Trop peu d’éléments positionnent Rennes comme pôle européen majeur. Son rayonnement existe plutôt à travers une affirmation dans les discours politiques et une promotion produite par les acteurs publics locaux. Sa dimension internationale est performative avec l’espoir qu’à force de répétition, l’opinion publique pense qu’elle existe. Cette situation s’explique en partie par la trop petite taille de Rennes pour être visible sur l’échiquier mondial et une absence de spécificité territoriale aussi visible que celles de Lausanne ou Venise par exemple, qui sont de même taille mais présentent des symboles puissants. Pour répondre à l’objectif d’image internationale, actuellement souhaité par de nombreuses villes, la coopération territoriale est l’une des pistes possibles (cf. Place Publique n° 1). Depuis 2005, l’Espace métropolitain Loire- Bretagne essaie d’agir en ce sens. Mais la coopération peut prendre d’autres voies si l’on tient compte du potentiel urbain de certains territoires. Trois scénarios de coopération territoriale en matière d’image peuvent être envisagés pour faciliter le marketing urbain:
– Une coopération métropolitaine favoriserait une mise en réseau des grandes métropoles de l’ouest de la France, notamment par la mise en place d’infrastructures communes aux trois pôles Rennes, Nantes et Angers.
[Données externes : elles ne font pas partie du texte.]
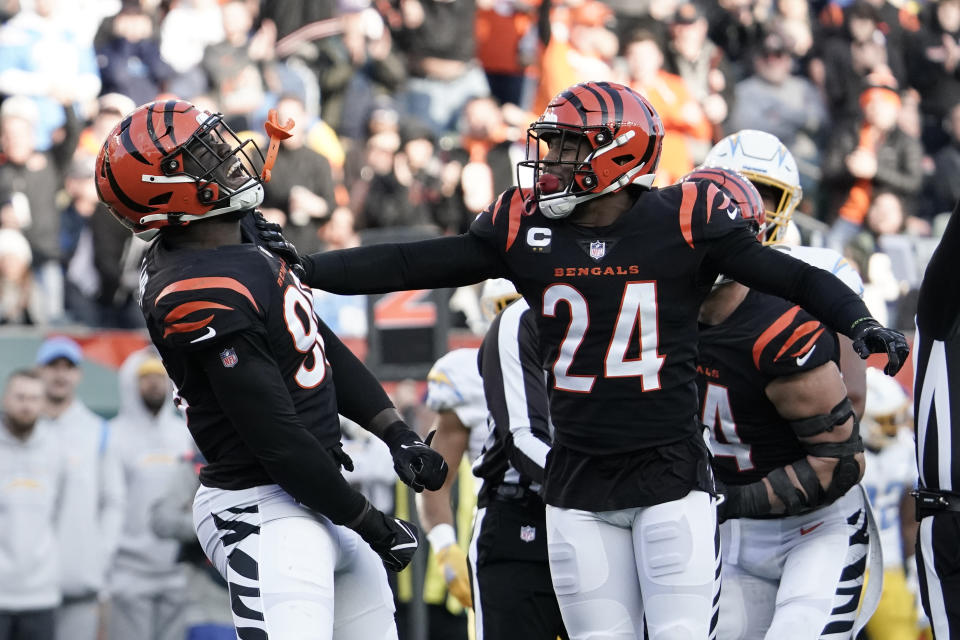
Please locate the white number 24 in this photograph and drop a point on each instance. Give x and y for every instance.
(638, 306)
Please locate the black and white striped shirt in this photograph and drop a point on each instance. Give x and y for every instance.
(514, 384)
(936, 356)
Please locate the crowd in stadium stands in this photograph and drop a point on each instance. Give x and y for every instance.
(412, 113)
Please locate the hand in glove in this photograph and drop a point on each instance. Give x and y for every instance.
(869, 336)
(270, 237)
(395, 540)
(452, 561)
(415, 462)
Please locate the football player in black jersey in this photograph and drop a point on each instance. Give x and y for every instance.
(614, 272)
(787, 451)
(262, 379)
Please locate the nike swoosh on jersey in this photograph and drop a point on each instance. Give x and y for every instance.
(803, 360)
(804, 532)
(210, 333)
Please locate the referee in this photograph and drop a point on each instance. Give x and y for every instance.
(513, 593)
(937, 410)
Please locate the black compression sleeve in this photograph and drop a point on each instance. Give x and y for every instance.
(451, 261)
(359, 395)
(739, 256)
(938, 306)
(254, 397)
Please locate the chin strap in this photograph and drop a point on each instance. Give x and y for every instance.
(277, 132)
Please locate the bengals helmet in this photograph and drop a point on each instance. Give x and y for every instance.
(168, 163)
(770, 166)
(599, 137)
(740, 190)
Le choix de placer l’aéroport international à Notre-Damedes- Landes auprès de Nantes est une occasion manquée de rapprocher les trois villes de manière intégrée autour d’une infrastructure commune.
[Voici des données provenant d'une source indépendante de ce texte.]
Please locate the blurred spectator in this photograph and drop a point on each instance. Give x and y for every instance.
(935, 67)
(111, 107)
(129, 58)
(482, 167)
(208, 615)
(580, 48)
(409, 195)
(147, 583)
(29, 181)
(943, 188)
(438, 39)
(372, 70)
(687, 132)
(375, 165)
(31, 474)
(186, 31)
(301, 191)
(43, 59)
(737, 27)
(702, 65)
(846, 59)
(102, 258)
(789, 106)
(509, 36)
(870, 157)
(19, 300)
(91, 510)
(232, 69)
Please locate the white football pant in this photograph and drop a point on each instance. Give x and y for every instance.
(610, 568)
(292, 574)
– Une coopération multiscalaire, c’est-à-dire entre plusieurs territoires imbriqués, en l’occurrence ici Rennes et la région Bretagne. La capitale serait soutenue en matière de marketing par la région qui donnerait la priorité à la plus importante des villes bretonnes. Mais ce partenariat n’est pas possible car la région n’envisage pas de mettre en avant une ville au détriment des autres. Un événement original comme la Breizh touch donne une image de marque qui ne fait pas ressortir Rennes comme capitale mais la noie parmi les autres villes bretonnes. De surcroît, la coopération d’image entre Rennes et la Bretagne ne trouve pas de points d’accroche. Au contraire, tout les oppose et notamment la volonté des acteurs rennais de ne pas se restreindre à une image bretonnante mais de promouvoir l’urbanité moderne. Rapprocher Rennes de la Bretagne enfermerait la ville dans son statut de capitale régionale, là où Nantes estime rayonner sur le grand ouest de la France. La possibilité de faire reposer l’image de Rennes sur les valeurs bretonnes, supposées bien ancrées dans les représentations mentales, est anéantie par cette idée d’enfermement.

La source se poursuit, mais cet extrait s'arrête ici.